EVERYBODY LOOK OVER THERE WHILE I KILL THESE MONKEYS!

Yeah, yeah. The sea monkeys are huge now. They’re huge and fluffy and look like that big dragon from the Neverending Story and it’s great. Buuuuuut…

I kiiiiinda wish I hadn’t mentioned those sea monkeys last time because pretty soon it’s going to get to the point where that tiny wet-nap-sized packet of sea monkey food will run out, and I will be forced to decide whether to spend $3 on replacement monkey food or let them all die. And while the cash is not really such a big deal to someone born into Royalty such as myself, the mental work is more daunting. I will have to use all of my brains to figure out where to get replacement monkey food. Full-on sea monkey sets? I know you can get from the back of any comic book. But just the food packets? You can’t just get that at your local pet-food store. Well, maybe you can, but I’m too embarrassed to walk there and ask for sea monkey food. I’m scared that they’ll just say, “Are you serious? Why don’t you just let them die, and then buy a new set? It’s about the same price.”

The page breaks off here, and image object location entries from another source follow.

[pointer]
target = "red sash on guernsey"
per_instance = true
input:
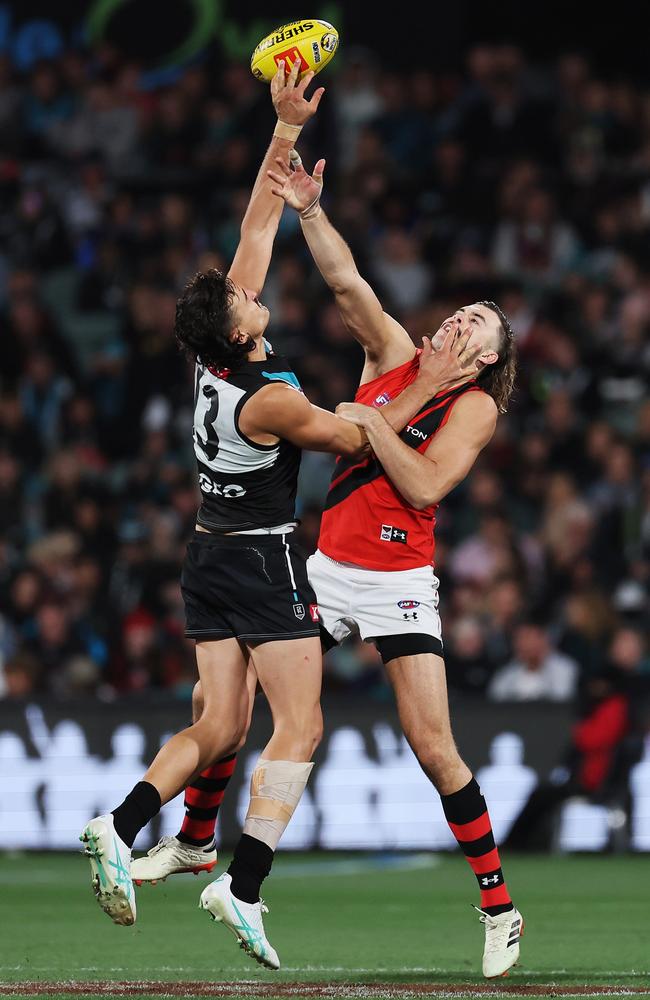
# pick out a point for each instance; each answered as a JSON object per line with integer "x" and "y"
{"x": 366, "y": 520}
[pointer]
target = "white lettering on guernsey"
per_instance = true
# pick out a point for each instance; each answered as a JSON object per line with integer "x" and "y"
{"x": 228, "y": 491}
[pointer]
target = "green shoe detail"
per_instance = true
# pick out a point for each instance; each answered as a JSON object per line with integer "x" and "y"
{"x": 123, "y": 876}
{"x": 91, "y": 849}
{"x": 254, "y": 937}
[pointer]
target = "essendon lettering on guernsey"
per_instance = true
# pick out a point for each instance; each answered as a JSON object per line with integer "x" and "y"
{"x": 366, "y": 520}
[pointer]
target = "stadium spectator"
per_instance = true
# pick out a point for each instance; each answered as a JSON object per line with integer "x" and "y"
{"x": 537, "y": 671}
{"x": 521, "y": 182}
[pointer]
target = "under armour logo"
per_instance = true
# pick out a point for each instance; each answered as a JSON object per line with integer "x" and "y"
{"x": 389, "y": 533}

If I had just kept their names out of the Action News, then I maybe could have paid the money to have them all quietly put to sleep, outside of the harsh public spotlight. Or possibly, if I took a week off work, I could travel around and find adoptive homes for all of them. Or I could have simply walked around with the open monkey tank until, by no fault of my own, I spilled them and ended the whole thing.

But NOOOO. I blab all about it on this hott-ass website, which means every development of the story will be picked up by CNN, etc. So I’m just going to have to nobly, unselfishly figure it out. Grr.

We have lots of hot dogs left over from the company picnic, so first I’ll try chopping those up and dropping them in the tank. But I’m scared of what will happen once the sea monkeys get a taste of flesh. Or whatever part of the pig they make hot dogs out of.

In Psychonauts news: Psychonauts! Holy hot dang what a game!